REPRESENTATIVE BILL HUDSON , sponsor of HB 120, gave the following
overview. He introduced HB 120 in concert with the Department of
Law and other legal counsel because the State of Alaska is
presented with a rare opportunity to improve its situation in two
pending court cases. The Eleventh Amendment to the U.S.
Constitution prohibits suits against states in federal court from
damages brought by citizens of that state but on occasion it is
procedurally advantageous for a state to waive its Eleventh
Amendment immunity to have a case heard in federal court. The
Attorney General may waive the State's immunity only by express
authority of the Legislature; HB 120 provides that consent. There
are two such cases before the State at this time. The first case
is Peratovich v. United States where the State is asserting
tideland ownership in the Tongass National Forest. This case
creates a prime opportunity for the State to assert that ownership,
but absent its ability to get into the federal court case, the
State has no standing. The second case is the Smith v. State and
Melba Joseph et.al. v. State in which the State has been sued by
approximately 150 residents of Hooper Bay because of excess floride
in Hooper Bay's public water system. In this case, a fair
allocation for apportionment of tort claims against both the
federal and state governments can only occur if the case is heard
in federal court, because the federal government can only be sued
in federal court. The purpose of HB 120 is to allow the Attorney
General flexibility to favorably position the State in these two
lawsuits.
CHAIRMAN TAYLOR commented he has discussed this case thoroughly
with Joanne Grace and appreciates the opportunity available to the
State. He has been assured by Ms. Grace the Administration, for
some political reason, will not bail out on this case after getting
it started.
Number 100
JOANNE GRACE , Assistant Attorney General, testified she believes
the State will prevail in the tidelands case because it has a very
strong case for ownership of submerged lands. If the Department of
Law was able to bring suit directly against the United States, it
would do so immediately but in light of jurisdictional problems, it
would like to use this case as a vehicle for litigation.

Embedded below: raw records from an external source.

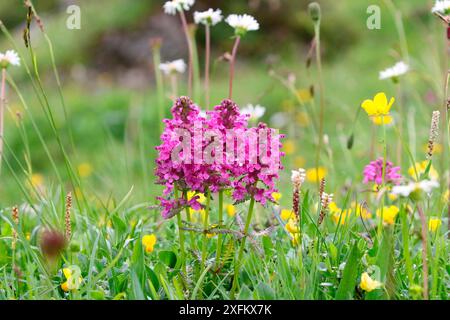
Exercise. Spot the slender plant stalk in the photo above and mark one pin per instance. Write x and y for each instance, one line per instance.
(219, 237)
(205, 228)
(232, 65)
(423, 222)
(191, 51)
(181, 236)
(2, 114)
(207, 62)
(238, 261)
(322, 101)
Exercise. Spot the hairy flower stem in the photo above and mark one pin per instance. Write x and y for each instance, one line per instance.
(219, 237)
(191, 52)
(2, 113)
(380, 223)
(238, 262)
(423, 222)
(205, 228)
(181, 235)
(232, 64)
(322, 101)
(207, 62)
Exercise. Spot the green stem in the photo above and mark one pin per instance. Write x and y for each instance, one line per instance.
(219, 237)
(238, 262)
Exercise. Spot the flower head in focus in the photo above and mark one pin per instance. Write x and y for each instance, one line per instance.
(8, 58)
(171, 67)
(378, 108)
(73, 278)
(174, 6)
(400, 68)
(209, 17)
(367, 283)
(242, 23)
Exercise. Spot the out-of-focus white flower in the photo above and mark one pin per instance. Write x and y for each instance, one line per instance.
(8, 58)
(397, 70)
(441, 6)
(255, 112)
(176, 66)
(171, 7)
(242, 23)
(424, 185)
(209, 17)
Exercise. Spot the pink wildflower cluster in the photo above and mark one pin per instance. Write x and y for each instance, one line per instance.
(205, 138)
(374, 172)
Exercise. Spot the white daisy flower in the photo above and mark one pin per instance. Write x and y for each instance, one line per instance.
(208, 17)
(397, 70)
(10, 57)
(441, 6)
(171, 7)
(425, 185)
(242, 23)
(255, 112)
(176, 66)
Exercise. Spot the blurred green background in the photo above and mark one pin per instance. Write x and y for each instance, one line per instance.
(108, 83)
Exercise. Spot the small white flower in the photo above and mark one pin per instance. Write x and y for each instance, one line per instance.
(441, 6)
(10, 57)
(397, 70)
(209, 17)
(176, 66)
(424, 185)
(171, 7)
(242, 23)
(255, 112)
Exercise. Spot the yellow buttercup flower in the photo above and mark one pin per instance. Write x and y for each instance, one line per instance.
(288, 147)
(149, 241)
(231, 210)
(378, 108)
(367, 283)
(292, 226)
(314, 175)
(389, 214)
(84, 170)
(420, 167)
(286, 214)
(434, 224)
(73, 278)
(276, 196)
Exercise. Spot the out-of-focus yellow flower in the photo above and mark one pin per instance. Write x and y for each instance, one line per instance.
(302, 119)
(368, 284)
(292, 226)
(286, 214)
(389, 214)
(73, 278)
(149, 241)
(378, 108)
(84, 170)
(288, 147)
(299, 162)
(231, 210)
(304, 95)
(201, 196)
(420, 168)
(276, 196)
(314, 175)
(37, 180)
(434, 224)
(341, 216)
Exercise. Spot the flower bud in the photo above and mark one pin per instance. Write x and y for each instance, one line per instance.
(314, 11)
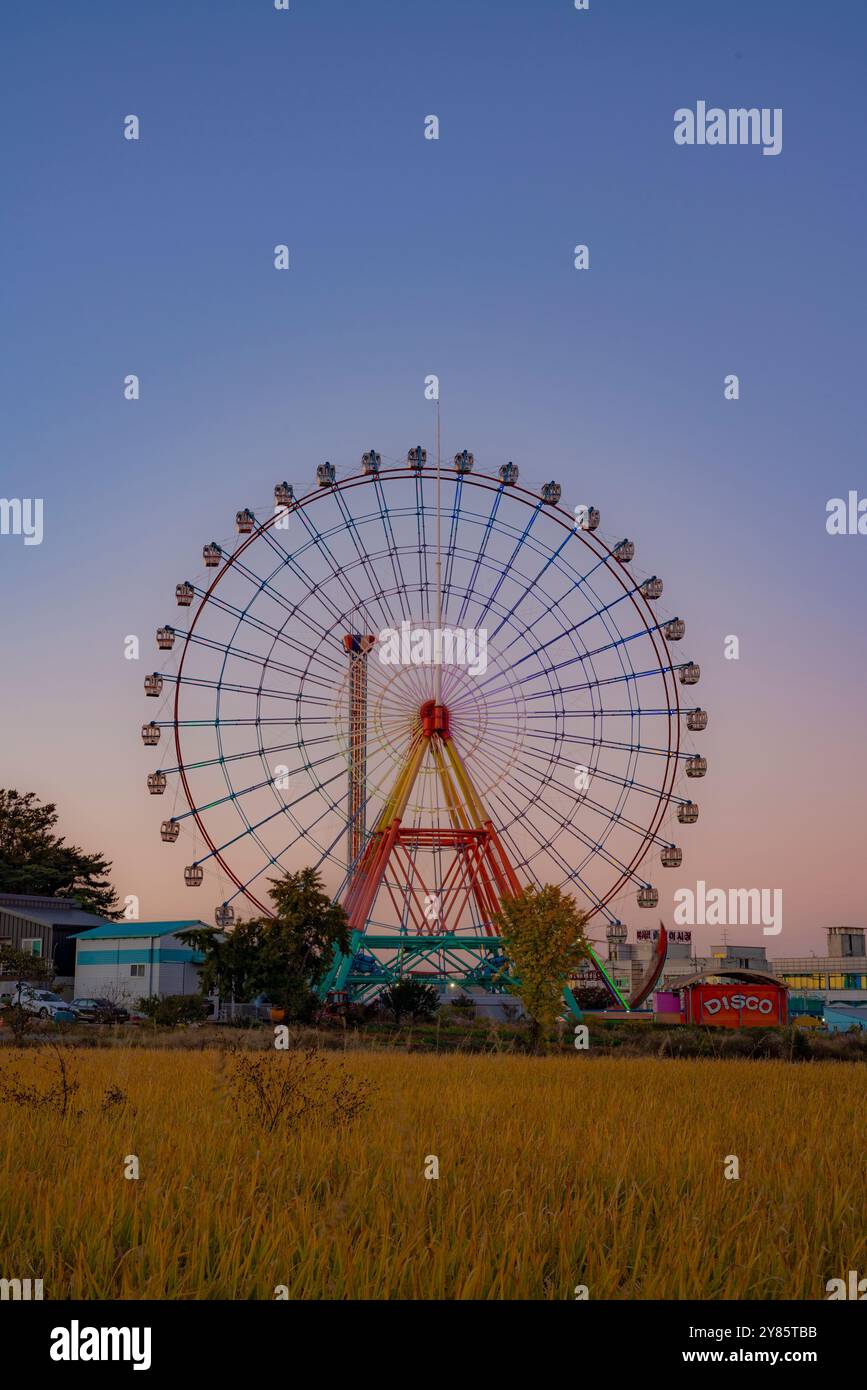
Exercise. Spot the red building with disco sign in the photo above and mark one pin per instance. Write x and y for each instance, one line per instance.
(742, 1000)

CHAIRMAN TAYLOR asked, if the State were to take corporate lands
conveyed to one of the regional corporations under ANILCA that abut
the waters of Southeast Alaska, whether a conflict with sovereignty
claims extended to those lands would exist, as opposed to the
claims the State may make on lands adjacent to those properties.

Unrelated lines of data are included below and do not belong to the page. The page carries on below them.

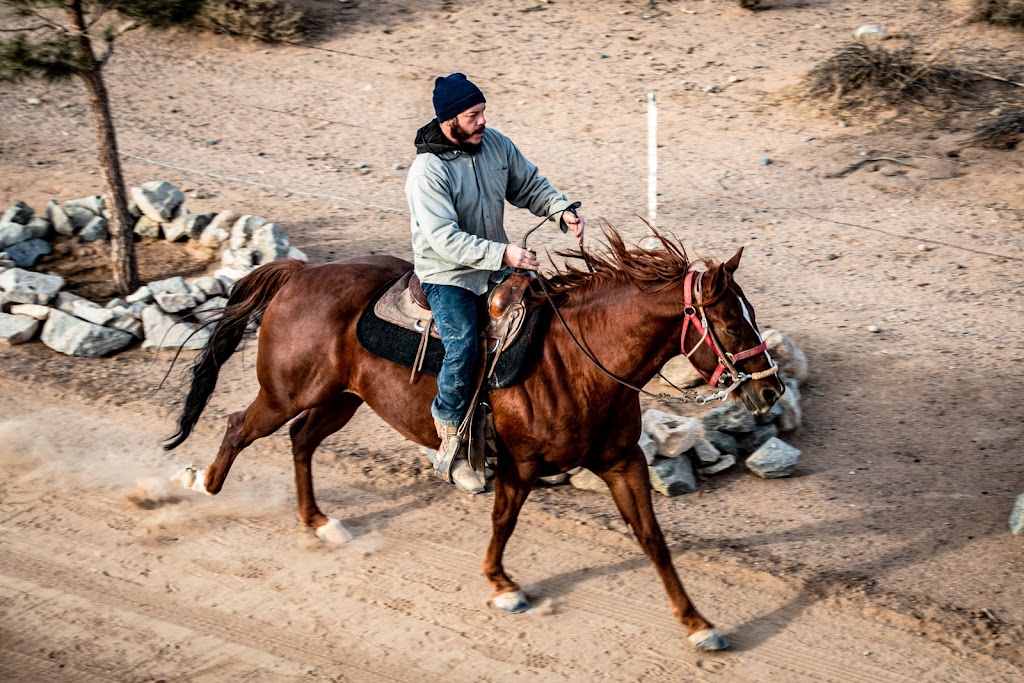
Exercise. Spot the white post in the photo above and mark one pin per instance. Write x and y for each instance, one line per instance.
(652, 158)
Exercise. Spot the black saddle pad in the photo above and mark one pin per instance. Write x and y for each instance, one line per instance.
(397, 344)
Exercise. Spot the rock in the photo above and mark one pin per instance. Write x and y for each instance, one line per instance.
(792, 416)
(95, 204)
(730, 418)
(672, 433)
(175, 285)
(673, 476)
(163, 331)
(219, 229)
(1017, 517)
(12, 233)
(243, 229)
(706, 452)
(59, 218)
(41, 227)
(268, 243)
(25, 254)
(210, 309)
(725, 462)
(786, 354)
(142, 294)
(28, 287)
(158, 200)
(74, 336)
(722, 441)
(751, 441)
(587, 480)
(147, 227)
(35, 310)
(177, 228)
(175, 303)
(16, 329)
(680, 372)
(19, 212)
(648, 446)
(95, 229)
(774, 459)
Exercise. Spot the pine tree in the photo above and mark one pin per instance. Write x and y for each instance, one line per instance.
(57, 40)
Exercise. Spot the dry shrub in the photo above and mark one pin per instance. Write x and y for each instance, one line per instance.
(269, 20)
(1004, 133)
(863, 77)
(1004, 12)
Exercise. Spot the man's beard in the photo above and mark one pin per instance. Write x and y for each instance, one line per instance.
(461, 136)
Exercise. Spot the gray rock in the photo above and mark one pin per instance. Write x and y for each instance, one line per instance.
(147, 227)
(243, 229)
(94, 204)
(74, 336)
(680, 372)
(268, 243)
(12, 233)
(16, 329)
(142, 294)
(210, 309)
(774, 459)
(25, 254)
(28, 287)
(751, 441)
(95, 229)
(722, 441)
(41, 227)
(177, 228)
(19, 212)
(786, 354)
(175, 303)
(587, 480)
(793, 415)
(730, 418)
(673, 476)
(725, 462)
(164, 331)
(59, 218)
(672, 433)
(1017, 517)
(35, 310)
(158, 200)
(176, 285)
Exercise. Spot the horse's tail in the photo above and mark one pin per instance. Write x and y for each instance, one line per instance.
(249, 299)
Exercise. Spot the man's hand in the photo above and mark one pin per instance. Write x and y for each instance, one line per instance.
(576, 223)
(518, 257)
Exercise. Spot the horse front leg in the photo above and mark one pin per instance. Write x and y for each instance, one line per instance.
(512, 486)
(630, 484)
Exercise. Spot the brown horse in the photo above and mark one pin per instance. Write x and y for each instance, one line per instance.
(628, 314)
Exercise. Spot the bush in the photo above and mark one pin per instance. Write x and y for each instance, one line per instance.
(269, 20)
(1004, 12)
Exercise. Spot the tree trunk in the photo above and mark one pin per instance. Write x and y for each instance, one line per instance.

MS. GRACE did not believe that would be a problem as to tidelands
in territorial sea, because when the United States conveys the
uplands abutting those areas, it doesn't generally purport to
convey the tidelands or the territorial sea. That is not true,
however, of the inland waters in the Tongass. If the United States
takes the position that it has defeated the State's title to the
inland waters in the Tongass, then those waters, navigable, or non-
navigable, would be owned by Native Corporations and could be
subject to Indian Country sovereignty claims. This case will only
address tidelands in territorial sea. If the State prevails on
tidelands in territorial sea, it will help the State's position on
inland waters as well.
Number 141
SENATOR PARNELL said he was considering amending the title of HB
120 to maintain the narrow focus and prevent any mischief by the
Legislature. CHAIRMAN TAYLOR reminded Senator Parnell it is a
house bill.
SENATOR MILLER moved CSHB 120(JUD) out of committee with individual
recommendations. There being no objection, the motion carried.